Still, other experts said that the corpus of evidence pointed to a disparity that would be worth exploring, at least in people who respond weakly to vaccines, including older adults and immunocompromised people.

"At the end of the day, I do think there are subtle but real differences between Moderna and Pfizer," Dr. Jeffrey Wilson, an immunologist and physician at the University of Virginia in Charlottesville who was a co-author of one such study, published in JAMA Network Open this month. "In high-risk populations, it might be relevant. It'd be good if people took a close look."

"Pfizer is a big hammer," Wilson added, but "Moderna is a sledgehammer."

Several factors might underlie the divergence.

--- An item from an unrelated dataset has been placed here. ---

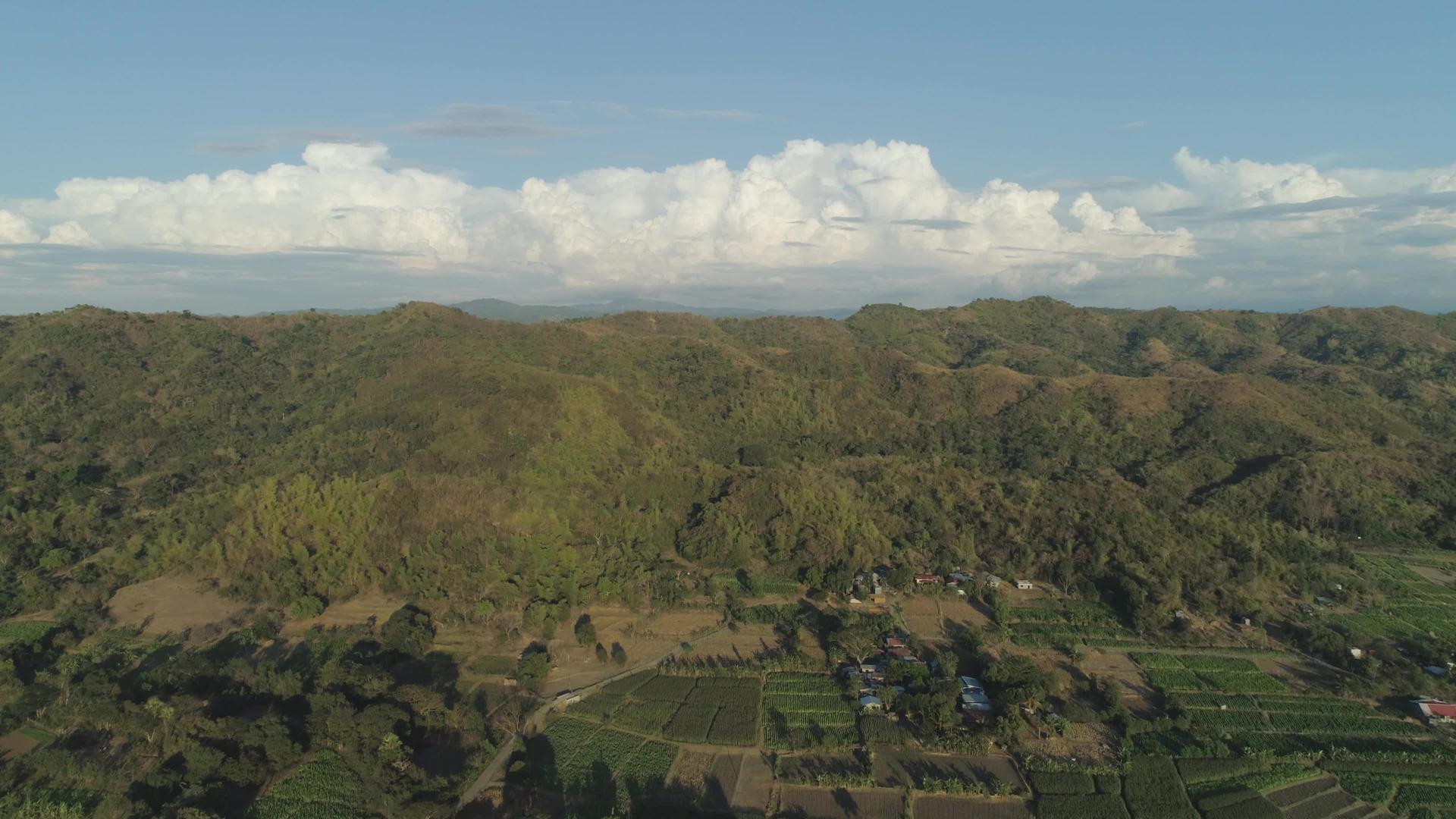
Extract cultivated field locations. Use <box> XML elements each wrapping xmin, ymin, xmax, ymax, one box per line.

The vaccines differ in their dosing and in the time between the first and second doses.

Vaccine manufacturers would typically have enough time to test a range of doses before choosing one — and they have done such testing for their trials of the coronavirus vaccine in children.

But in the midst of a pandemic last year, the companies had to guess at the optimal dose. Pfizer went with 30 micrograms, Moderna with 100.

Moderna's vaccine relies on a liquid nanoparticle, which can deliver the larger dose. And the first and second shots of that vaccine are staggered by four weeks, compared with three for the Pfizer-BioNTech vaccine.

The extra week may give immune cells more time to proliferate before the second dose, said Dr. Paul Burton, Moderna's chief medical officer. "We need to keep studying this and to do more research, but I think it's plausible."

Moderna's team recently showed that a half dose of the vaccine still sent antibody levels soaring. Based on those data, the company asked the FDA this month to authorize 50 micrograms, the half dose, as a booster shot.

There is limited evidence showing the effect of that dose, and none on how long the higher antibody levels might last. Federal regulators are reviewing Moderna's data to determine whether the available data are sufficient to authorize a booster shot of the half dose.

Ultimately, both vaccines are still holding steady against severe illness and hospitalization, especially in people younger than 65, Moore said.

Scientists had initially hoped that the vaccines would have an efficacy of 50% or 60%. "We would have all seen that as great result and been happy with it," he said. "Fast forward to now, and we're debating whether 96.3% vaccine efficacy for Moderna versus 88.8% for Pfizer is a big deal."